The enemy of my enemy is my friend, but what if this new “friend” is the enemy of an ally/friend?

Today in what is left of Iraq, Iran and the U.S. are joining forces to contain the new enemy. While Saudia Arabia rejoices at the threat to the “existing” Iraq government. Meanwhile, the enemy-of-my-enemy (ISIS) has gained the territory that contains oil and electrical generating plants; and is mixing killing the “bad” Muslims with them selling oil and electricity to the existing government in Baghdad, their mortal enemy.

And we thought we had political troubles between conservatives and liberals. Well we do of a sorts; but not unsolvable. Yes, we have an extraordinary income/opportunity gap. Yes, we have a looming retirement “catch 22” (2030). Yes, we have our religious sects that would like to establish their Christian version of the Muslim Caliphate with their god dictating sort of a Christian Sharia. Yes, we have our youth locked into paying twice the commercial loan rate for their college loans. And yes, we are exhausting all our natural resources, our environment, global power built after WWII, the cultural integrity of the European Anglo-Saxon nation through diversity. Yes, women have never lost so much freedom to misogynists; but are we through as a nation? I think the answer boils down to the recognition of man’s basic default positions of the thirst for power, greed and our unending ability to hate.

Alnoor Ladha: “Economic growth is one of the most powerful and pervasive ideas of our time. We’re told that it’s essential to improving our well-being and to reducing poverty. It’s always cast as a win-win situation: it has the status of an absolute truth. It’s never questioned. But it doesn’t take much thought to realize that we have a model of economic growth that is in fact profoundly destructive. Maybe the path to consensus isn’t about greed but rather It’s about security,” he said.
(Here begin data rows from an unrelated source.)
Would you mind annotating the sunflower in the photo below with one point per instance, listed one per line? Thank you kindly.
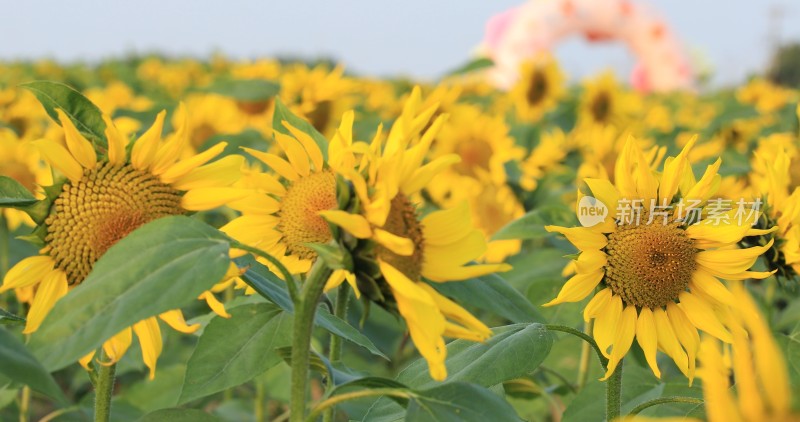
(757, 365)
(101, 201)
(783, 210)
(658, 275)
(483, 144)
(20, 161)
(605, 102)
(539, 88)
(280, 216)
(319, 95)
(397, 248)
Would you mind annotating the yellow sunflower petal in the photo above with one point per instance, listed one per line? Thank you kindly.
(27, 272)
(58, 157)
(174, 318)
(52, 288)
(577, 288)
(223, 172)
(116, 143)
(150, 341)
(626, 330)
(215, 304)
(116, 346)
(209, 198)
(79, 147)
(647, 336)
(144, 150)
(399, 245)
(181, 168)
(583, 238)
(354, 224)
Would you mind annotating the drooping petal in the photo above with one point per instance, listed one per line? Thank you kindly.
(150, 341)
(78, 146)
(52, 288)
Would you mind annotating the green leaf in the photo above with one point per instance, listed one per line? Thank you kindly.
(13, 194)
(179, 415)
(177, 258)
(459, 402)
(234, 350)
(531, 225)
(512, 352)
(245, 89)
(283, 113)
(492, 293)
(19, 365)
(273, 288)
(83, 113)
(9, 318)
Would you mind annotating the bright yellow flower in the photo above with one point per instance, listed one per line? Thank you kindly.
(281, 216)
(404, 246)
(538, 90)
(757, 364)
(605, 102)
(20, 161)
(658, 278)
(106, 198)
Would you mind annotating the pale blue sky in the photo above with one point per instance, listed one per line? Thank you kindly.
(411, 37)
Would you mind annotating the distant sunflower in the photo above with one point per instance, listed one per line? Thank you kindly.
(105, 199)
(398, 248)
(605, 102)
(281, 216)
(21, 161)
(539, 88)
(658, 278)
(763, 392)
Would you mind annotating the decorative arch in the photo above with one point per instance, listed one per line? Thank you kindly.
(538, 25)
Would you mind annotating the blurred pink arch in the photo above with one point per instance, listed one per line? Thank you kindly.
(536, 26)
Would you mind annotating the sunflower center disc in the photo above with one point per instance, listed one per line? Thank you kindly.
(299, 221)
(93, 214)
(649, 265)
(402, 221)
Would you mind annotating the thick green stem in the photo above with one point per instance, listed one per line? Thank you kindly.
(335, 353)
(662, 400)
(305, 309)
(583, 365)
(103, 389)
(614, 394)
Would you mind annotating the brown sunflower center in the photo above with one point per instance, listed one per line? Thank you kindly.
(91, 215)
(402, 221)
(475, 154)
(537, 90)
(20, 173)
(601, 107)
(253, 107)
(649, 265)
(299, 221)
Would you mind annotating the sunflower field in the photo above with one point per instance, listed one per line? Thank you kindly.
(227, 240)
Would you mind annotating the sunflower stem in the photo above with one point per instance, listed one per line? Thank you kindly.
(662, 400)
(335, 353)
(583, 366)
(614, 394)
(103, 389)
(305, 309)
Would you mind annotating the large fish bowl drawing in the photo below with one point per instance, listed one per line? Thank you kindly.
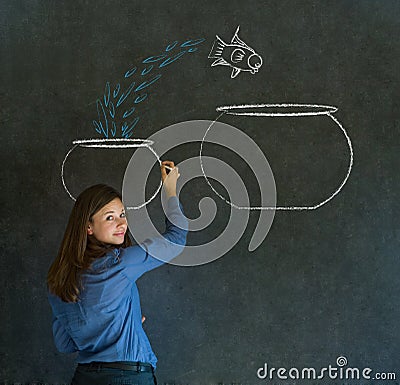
(308, 149)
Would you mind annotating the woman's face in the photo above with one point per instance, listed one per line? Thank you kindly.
(109, 224)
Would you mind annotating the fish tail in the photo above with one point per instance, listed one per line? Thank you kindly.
(217, 48)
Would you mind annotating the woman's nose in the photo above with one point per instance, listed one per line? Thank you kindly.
(121, 221)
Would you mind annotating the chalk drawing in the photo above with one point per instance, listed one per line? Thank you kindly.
(281, 110)
(110, 143)
(237, 55)
(118, 105)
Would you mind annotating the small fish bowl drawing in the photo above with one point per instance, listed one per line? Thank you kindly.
(308, 149)
(94, 161)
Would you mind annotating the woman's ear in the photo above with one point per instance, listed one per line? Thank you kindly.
(90, 230)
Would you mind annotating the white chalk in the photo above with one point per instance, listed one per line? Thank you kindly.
(167, 167)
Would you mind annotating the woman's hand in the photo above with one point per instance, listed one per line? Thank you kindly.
(169, 179)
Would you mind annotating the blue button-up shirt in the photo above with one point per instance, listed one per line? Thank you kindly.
(106, 323)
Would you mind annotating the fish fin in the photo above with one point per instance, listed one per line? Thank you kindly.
(217, 48)
(237, 55)
(237, 41)
(235, 72)
(220, 61)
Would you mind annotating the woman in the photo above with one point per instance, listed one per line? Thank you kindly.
(92, 289)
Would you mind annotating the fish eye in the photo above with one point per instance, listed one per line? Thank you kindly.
(255, 61)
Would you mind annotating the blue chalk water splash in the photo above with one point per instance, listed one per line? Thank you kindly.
(117, 109)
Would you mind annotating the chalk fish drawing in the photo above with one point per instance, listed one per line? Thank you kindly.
(237, 55)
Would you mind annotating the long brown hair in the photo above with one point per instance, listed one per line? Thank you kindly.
(78, 249)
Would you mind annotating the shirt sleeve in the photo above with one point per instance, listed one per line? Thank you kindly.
(154, 252)
(62, 339)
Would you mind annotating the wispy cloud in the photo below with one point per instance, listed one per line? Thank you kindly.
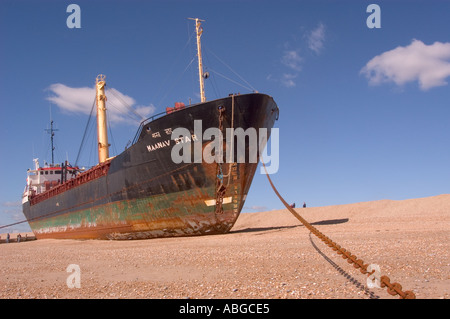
(292, 59)
(80, 100)
(316, 38)
(427, 64)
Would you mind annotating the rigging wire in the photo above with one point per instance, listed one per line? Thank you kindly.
(163, 83)
(231, 80)
(237, 74)
(176, 81)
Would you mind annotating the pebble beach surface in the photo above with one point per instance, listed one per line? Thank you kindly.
(266, 255)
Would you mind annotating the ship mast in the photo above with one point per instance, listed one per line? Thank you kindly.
(199, 31)
(102, 133)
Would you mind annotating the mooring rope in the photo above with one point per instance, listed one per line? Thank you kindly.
(392, 289)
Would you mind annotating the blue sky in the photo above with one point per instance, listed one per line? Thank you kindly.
(364, 112)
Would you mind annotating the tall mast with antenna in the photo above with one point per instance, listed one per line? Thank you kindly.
(102, 132)
(199, 31)
(51, 131)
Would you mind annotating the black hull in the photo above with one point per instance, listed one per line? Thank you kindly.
(145, 194)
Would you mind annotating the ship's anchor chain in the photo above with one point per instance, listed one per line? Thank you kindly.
(393, 289)
(220, 187)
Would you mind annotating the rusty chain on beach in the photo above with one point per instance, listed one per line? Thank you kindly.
(393, 289)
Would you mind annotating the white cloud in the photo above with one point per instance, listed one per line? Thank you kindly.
(287, 79)
(80, 100)
(292, 59)
(427, 64)
(316, 38)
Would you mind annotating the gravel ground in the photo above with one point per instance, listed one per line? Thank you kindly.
(267, 255)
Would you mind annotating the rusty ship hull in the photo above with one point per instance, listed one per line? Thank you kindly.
(143, 193)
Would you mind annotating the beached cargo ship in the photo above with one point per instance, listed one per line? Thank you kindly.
(146, 191)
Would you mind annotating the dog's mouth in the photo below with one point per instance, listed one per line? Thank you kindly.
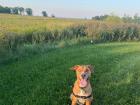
(83, 81)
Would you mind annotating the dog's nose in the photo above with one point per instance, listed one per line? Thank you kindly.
(83, 75)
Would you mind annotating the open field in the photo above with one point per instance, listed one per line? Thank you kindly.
(46, 79)
(19, 24)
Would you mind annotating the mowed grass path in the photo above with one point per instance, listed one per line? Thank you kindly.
(46, 79)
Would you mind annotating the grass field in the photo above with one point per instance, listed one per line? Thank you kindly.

“It’s also as much about hope for the next generation as it is about the success of this one,” said Hirschl. In their book, the authors write that besides economic security, the American dream includes “finding and pursuing a rewarding career, leading a healthy and personally fulfilling life, and being able to retire in comfort.” I agree that is a consensus-building common goal, the rest is a rounding error.

Dave Blake

This story was posted on July 10, 2014.